A round is identified by its on-chain address (PDA). The round state includes (at minimum):

Field Type Meaning
round Pubkey Round account address (canonical ID)
target_pulse_index u64 Which public pulse is targeted (index in the source)
commit_deadline_slot u64 Commits must land before this slot boundary
reveal_deadline_slot u64 Reveals must land before this slot boundary
pulse_hash [32]byte Hash of the 512-bit pulse once finalized (or empty pre-finalization)
status enum Lifecycle state (Open → Finalized → Settled, etc.)

Notes: - The program may store additional fields (vault addresses, authority pubkeys, counters). - Indexers should treat on-chain state as the source of truth.


2) Ticket record (indexable from transactions)

Tickets are created and updated by instructions like commit_ticket and reveal_ticket.

A ticket is uniquely identified by (round, participant, ticket_index) depending on implementation. For indexing purposes, the minimal record is:

Field Type Meaning
round Pubkey Round ID
participant Pubkey Wallet that committed (or authorized the commit)
commitment [32]byte Commitment digest submitted in the commit step
stake_amount u64 Fixed stake (MVP: exactly 1 token)
commit_slot u64 Slot where commit landed
reveal_slot u64? Slot where reveal landed (if any)
outcome enum? WIN / LOSE / NO-REVEAL (available after settlement)

Commitment digest

TIMLG uses a standard commit–reveal scheme:

  • Commit: submit a commitment digest during the commit window.
  • Reveal: later submit (guess, salt) so the program can recompute the digest and verify you committed earlier.

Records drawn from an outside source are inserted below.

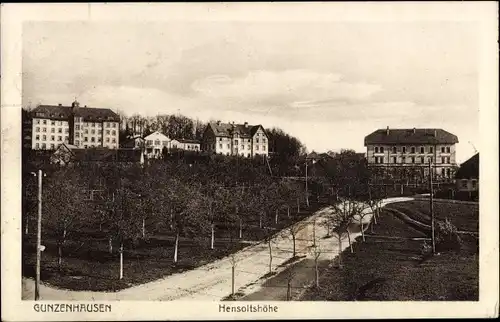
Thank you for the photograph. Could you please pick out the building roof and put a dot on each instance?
(61, 112)
(227, 129)
(188, 141)
(410, 136)
(469, 169)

Canonical commitment message (MVP-friendly)

To avoid ambiguity, the commitment must be computed over a domain-separated message that includes the round ID.

A safe, implementation-agnostic definition is:

  • commitment = SHA256( "TIMLG:v1" || round_pubkey || participant_pubkey || guess || salt )

Where:

  • "TIMLG:v1" is an ASCII prefix (domain separator)
  • round_pubkey and participant_pubkey are 32-byte raw pubkey bytes
  • guess is encoded deterministically (see below)
  • salt is 32 bytes of entropy (random)

Why include round + participant?

This prevents reusing the same reveal across different rounds or different participants (replay/cut-and-paste).

Guess encoding

The whitepaper framing is “predict future bits”. For the MVP, the canonical guess is:

  • guess_bit ∈ {0,1} encoded as a single byte 0x00 or 0x01

If later versions support multi-bit guesses, the encoding must be explicitly versioned (e.g., TIMLG:v2).

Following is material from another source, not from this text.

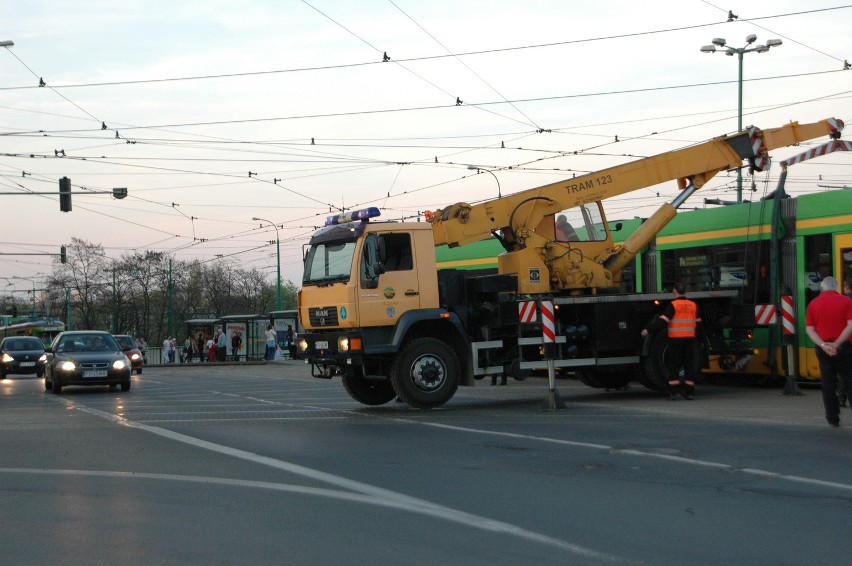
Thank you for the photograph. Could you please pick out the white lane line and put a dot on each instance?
(633, 452)
(373, 495)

Pulse message (oracle-signed)

The oracle publishes a 512-bit pulse (64 bytes) via set_pulse_signed.

Indexers should treat the on-chain Ed25519 verification as the canonical validity check. Public documentation should only state the message envelope, not operational key management.

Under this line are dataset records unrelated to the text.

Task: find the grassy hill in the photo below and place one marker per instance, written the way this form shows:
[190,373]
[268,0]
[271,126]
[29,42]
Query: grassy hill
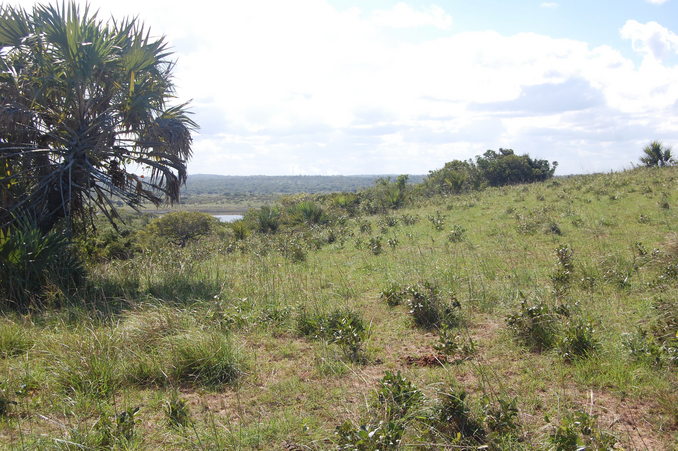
[538,316]
[231,193]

Canonical pulse attestation (public envelope)

A recommended message envelope for signing is:

  • msg = SHA256( "TIMLG:PULSE:v1" || round_pubkey || target_pulse_index || pulse_64_bytes )

The on-chain instruction verifies:

  • Ed25519 signature over msg
  • signer pubkey equals the configured oracle pubkey (governance-controlled)

Indexer-friendly event schema (off-chain)

You can store a normalized log in JSONL / Parquet. Example (JSONL):

{"type":"round_created","round":"<PUBKEY>","target_pulse_index":123456,"commit_deadline_slot":999999,"reveal_deadline_slot":1000999,"slot":999000,"sig":"<TX_SIG>"}
{"type":"ticket_committed","round":"<PUBKEY>","participant":"<PUBKEY>","commitment":"<HEX32>","stake_amount":1,"slot":999100,"sig":"<TX_SIG>"}
{"type":"pulse_set","round":"<PUBKEY>","target_pulse_index":123456,"pulse_hash":"<HEX32>","slot":999500,"sig":"<TX_SIG>"}
{"type":"ticket_revealed","round":"<PUBKEY>","participant":"<PUBKEY>","guess_bit":1,"slot":999700,"sig":"<TX_SIG>"}
{"type":"round_settled","round":"<PUBKEY>","slot":1001000,"sig":"<TX_SIG>"}

Minimal is fine

You don’t need internal PDAs, seeds, or vault authority wiring to build a useful public index.


Versioning rules

  • Any change to message encoding must bump the domain separator (TIMLG:v1TIMLG:v2).
  • Whitepaper versions should reference the exact encoding version in effect.
  • Public docs may describe the current version and keep old versions in the changelog.